Video Breakdown: DMX’s “What’s My Name”

Posted by Jose Ho-Guanipa on 01/08/10 | Filed under Top Stories, Features, Videos, Video Breakdown

What do you take when you put one of the rawest and most intense hip-hop artists of his generation, while he’s at the top of his game and at the peak of his success and then proceed to throw a mega video budget behind him and a post modern aesthetic? You get the visuals for DMX’s "What’s My Name". Directed by Little X aka Julien Christian Lutz or X as he now likes to be called, the video is an experience in grandiosity and stunning visual hip-hop style. It’s only fitting that Lutz was mentored by the father of the hip-hop video spectacle, the one and only Hype Williams.



Despite the fact that the video has no discernible narrative, it manages to stand apart as a classic video in the MTV hip-hop lexicon. In fact, the lack of a narrative doesn’t take away from its merit one bit but instead serves to its advantage. The visual spectacle of seeing hundreds of people in some sort Thunderdome-like arena dancing while the walls light up in unison with the beat more than makes up for any lack of story in the video. It also helps that DMX’s intense performance is enough of a spectale and his acting abilities are less than stellar. Have you ever seen "Romeo Must Die"? Thanks X, but no thanks.

Lil’ X did, however, learn well from his mentor Hype in his poignant use of colors and it is obvious that he was mentored by a former painter and graffiti artist in Williams. The video is a performance video, but it is an extremely well-done performance video. The colors and lighting are deliberately and carefully chosen to match the schemes and the personality of DMX, with blood red and dark blue tones. X is appropriately dressed in an all red leather sweatsuit that he rips off himself midway through the song during his fitful string of rapping. The breakneck speed of the editing and cuts also perfectly fit the tempo and energy of the song.
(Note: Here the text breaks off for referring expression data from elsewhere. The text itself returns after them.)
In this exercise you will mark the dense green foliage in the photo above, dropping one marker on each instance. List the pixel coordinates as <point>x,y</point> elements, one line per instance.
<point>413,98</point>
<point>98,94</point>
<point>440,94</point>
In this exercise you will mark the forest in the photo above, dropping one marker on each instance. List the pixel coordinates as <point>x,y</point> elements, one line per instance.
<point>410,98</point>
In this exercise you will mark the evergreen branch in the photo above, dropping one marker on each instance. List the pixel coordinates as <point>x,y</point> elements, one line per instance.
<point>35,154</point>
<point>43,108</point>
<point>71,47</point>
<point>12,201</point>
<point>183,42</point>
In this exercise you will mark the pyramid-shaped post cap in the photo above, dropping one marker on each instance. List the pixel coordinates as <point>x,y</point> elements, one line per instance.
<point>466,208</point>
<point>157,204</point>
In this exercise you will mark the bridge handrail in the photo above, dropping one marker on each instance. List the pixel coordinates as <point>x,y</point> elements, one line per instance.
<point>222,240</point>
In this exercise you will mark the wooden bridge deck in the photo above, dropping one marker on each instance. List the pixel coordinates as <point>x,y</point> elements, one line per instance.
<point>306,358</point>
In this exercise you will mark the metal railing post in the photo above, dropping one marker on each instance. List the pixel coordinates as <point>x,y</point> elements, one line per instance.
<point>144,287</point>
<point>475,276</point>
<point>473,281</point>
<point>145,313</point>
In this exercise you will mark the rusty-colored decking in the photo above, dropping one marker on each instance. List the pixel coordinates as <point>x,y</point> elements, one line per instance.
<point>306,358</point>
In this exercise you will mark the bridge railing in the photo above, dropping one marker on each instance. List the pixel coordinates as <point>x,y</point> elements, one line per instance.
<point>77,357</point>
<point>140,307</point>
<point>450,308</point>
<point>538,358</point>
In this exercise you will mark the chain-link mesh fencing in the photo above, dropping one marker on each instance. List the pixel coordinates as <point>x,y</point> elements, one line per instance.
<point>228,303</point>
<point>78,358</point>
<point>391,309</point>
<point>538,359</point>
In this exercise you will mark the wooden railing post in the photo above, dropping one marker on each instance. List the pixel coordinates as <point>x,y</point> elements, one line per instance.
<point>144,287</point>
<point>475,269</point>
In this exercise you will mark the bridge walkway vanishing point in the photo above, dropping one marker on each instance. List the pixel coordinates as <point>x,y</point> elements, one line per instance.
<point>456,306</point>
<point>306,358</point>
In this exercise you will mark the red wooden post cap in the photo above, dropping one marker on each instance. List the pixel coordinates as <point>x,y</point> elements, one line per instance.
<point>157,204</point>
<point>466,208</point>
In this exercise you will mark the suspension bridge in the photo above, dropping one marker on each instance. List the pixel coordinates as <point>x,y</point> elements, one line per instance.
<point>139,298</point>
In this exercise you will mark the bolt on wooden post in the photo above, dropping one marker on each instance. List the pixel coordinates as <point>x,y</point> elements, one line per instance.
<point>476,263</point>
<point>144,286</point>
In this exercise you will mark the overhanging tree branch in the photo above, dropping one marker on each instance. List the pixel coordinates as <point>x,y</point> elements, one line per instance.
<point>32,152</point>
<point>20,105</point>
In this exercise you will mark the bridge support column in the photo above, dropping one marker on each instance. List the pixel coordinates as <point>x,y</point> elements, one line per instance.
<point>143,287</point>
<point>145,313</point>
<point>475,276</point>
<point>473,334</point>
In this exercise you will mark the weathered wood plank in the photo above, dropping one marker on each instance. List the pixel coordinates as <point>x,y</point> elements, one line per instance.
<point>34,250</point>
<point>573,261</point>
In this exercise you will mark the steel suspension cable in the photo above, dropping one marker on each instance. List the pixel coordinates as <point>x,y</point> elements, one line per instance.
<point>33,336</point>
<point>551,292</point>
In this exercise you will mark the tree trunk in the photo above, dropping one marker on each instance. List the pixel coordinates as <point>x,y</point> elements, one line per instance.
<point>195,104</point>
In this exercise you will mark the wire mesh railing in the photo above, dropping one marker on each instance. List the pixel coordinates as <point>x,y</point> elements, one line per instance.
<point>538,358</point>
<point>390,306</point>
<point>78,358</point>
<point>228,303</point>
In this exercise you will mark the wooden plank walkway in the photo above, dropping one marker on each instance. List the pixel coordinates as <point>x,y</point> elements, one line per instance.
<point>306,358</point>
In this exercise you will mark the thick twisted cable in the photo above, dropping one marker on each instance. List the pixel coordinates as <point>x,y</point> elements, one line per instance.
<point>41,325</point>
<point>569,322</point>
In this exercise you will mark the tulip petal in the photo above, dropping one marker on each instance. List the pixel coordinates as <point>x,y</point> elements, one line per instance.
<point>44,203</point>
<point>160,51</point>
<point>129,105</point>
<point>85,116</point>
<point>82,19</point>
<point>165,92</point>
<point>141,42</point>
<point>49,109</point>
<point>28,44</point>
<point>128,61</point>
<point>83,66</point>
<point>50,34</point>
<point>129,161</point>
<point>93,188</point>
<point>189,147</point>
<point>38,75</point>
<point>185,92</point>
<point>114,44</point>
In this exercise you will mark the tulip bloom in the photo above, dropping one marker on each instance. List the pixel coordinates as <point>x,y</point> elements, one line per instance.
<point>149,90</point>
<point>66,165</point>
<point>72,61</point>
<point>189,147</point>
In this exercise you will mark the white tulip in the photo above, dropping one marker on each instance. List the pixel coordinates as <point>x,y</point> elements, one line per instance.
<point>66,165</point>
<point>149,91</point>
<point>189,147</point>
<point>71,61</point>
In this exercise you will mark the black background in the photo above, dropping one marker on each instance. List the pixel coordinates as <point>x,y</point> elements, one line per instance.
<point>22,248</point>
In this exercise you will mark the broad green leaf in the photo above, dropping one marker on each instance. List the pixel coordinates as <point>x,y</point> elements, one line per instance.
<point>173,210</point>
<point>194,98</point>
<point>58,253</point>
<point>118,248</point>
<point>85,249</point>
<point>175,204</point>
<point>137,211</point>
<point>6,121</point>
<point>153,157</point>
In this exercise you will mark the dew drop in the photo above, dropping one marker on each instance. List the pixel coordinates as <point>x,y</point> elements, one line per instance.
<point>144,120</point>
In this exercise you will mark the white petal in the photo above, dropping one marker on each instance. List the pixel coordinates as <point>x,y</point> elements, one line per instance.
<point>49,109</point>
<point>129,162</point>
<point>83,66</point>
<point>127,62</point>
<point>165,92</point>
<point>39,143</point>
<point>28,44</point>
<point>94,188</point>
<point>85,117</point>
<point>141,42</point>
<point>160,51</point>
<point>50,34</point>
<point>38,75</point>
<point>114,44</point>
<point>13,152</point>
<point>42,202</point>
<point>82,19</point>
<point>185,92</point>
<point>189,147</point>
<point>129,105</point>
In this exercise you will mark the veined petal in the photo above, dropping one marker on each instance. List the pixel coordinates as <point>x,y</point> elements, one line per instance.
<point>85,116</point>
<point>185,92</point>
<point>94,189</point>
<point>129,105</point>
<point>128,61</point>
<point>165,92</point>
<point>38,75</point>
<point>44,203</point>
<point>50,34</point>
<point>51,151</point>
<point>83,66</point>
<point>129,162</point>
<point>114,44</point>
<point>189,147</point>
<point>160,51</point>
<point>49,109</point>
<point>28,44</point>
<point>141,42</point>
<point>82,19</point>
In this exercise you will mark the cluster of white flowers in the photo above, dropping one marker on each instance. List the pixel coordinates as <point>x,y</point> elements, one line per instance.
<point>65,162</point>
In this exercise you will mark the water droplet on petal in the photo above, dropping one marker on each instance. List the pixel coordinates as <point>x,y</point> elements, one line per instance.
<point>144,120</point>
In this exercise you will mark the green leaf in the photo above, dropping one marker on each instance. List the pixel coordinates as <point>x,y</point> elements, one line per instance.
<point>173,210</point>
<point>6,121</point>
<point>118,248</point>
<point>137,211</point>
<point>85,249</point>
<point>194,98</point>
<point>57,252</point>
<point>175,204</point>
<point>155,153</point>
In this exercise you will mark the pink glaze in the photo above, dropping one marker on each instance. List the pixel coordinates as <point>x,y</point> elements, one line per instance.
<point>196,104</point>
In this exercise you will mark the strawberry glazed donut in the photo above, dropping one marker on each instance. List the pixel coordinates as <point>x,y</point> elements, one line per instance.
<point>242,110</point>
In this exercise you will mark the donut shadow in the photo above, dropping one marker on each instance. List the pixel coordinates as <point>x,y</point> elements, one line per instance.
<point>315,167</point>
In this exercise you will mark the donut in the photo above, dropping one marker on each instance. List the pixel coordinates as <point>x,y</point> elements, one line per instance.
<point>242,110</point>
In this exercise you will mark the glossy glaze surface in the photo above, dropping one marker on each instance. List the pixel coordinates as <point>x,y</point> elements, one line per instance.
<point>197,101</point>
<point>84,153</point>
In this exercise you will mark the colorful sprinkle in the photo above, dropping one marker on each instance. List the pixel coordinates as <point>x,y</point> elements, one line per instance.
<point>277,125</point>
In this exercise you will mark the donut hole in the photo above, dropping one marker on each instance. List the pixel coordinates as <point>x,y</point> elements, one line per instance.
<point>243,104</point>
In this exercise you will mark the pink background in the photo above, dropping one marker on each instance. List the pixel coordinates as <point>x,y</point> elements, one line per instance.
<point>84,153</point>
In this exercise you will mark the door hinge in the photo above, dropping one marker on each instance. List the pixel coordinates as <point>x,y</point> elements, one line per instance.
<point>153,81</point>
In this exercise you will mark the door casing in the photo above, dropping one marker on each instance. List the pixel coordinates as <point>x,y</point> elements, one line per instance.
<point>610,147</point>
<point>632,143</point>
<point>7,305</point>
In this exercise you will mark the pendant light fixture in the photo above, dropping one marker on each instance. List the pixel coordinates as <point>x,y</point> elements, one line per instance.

X even manages to fit in a mock (let’s hope) dogfight; fitting for the only rapper who truly barks and growls with the ferocity of a pitbull. While all this is happening DMX continues rapping and overall appearing very menacing. To top everything off at the end of the video X unceremoniously destroys a sound system with a sledgehammer. Rottweilers, leather sweatsuits, the destruction of sound equipment with a sledgehammer? I don’t think there could be a better representation of what DMX is about than this four minute video by the (at the time) young up and comer Lil’ X.